Anonymous. “Making sex and sexual anatomy taboo. Parents who refuse to talk to their kids and write it off as ‘embarrassing’ are doing their kids a huge disservice, I actually just posted a PSA about it in the parenting sub yesterday. My son woke up yesterday with extreme pain in his testicles. We ended up rushing to the hospital and found out his has testicular torsion. They were able to do surgery and he’ll be as good as new shortly. The doctor told us that his last 3 cases of testicular torsion involved having to remove the testicle because the person waited to long. All three were teens around my son’s age and all were too embarrassed to speak up sooner. Don’t do that to your kids. It could cost them their ball(s).”
User “ohwhatirony.” “Besides the obvious abusive answers, invading the kid’s privacy. My mom (along with many other parents) would read my texts sometimes and confront me about them. I never felt comfortable locking my door, it was always associated with being angry or spiteful. I didn’t even realize knocking was normal. It kind of messed up my idea of privacy in relationships. Didn’t really think snooping was that wrong for a while.”

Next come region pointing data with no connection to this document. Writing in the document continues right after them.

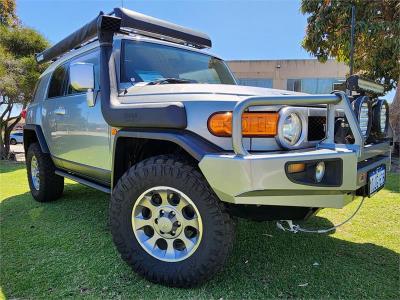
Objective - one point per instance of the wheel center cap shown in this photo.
(165, 224)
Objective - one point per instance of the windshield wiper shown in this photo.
(171, 81)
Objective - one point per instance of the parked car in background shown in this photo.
(16, 138)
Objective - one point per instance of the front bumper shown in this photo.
(262, 179)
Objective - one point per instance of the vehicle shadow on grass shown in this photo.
(64, 249)
(10, 166)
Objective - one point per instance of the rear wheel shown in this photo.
(168, 224)
(44, 184)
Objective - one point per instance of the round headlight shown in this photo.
(290, 130)
(362, 110)
(380, 120)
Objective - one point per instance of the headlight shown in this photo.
(380, 122)
(290, 129)
(362, 110)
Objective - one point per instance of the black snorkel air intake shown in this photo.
(104, 27)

User “palacesofparagraphs.” “In general, not respecting that they are their own individuals whose feelings are as important to them as yours are to you. So many adults look at kids from an adult perspective. We know their problems aren’t that big a deal, or their activities are neither time-sensitive nor very important, but that’s not how the kids see them, and their feelings are no less valid than ours. Dismissing a child’s desire to keep something private doesn’t teach them that it doesn’t matter if you know what they texted their friend, it teaches them you don’t consider their feelings important.”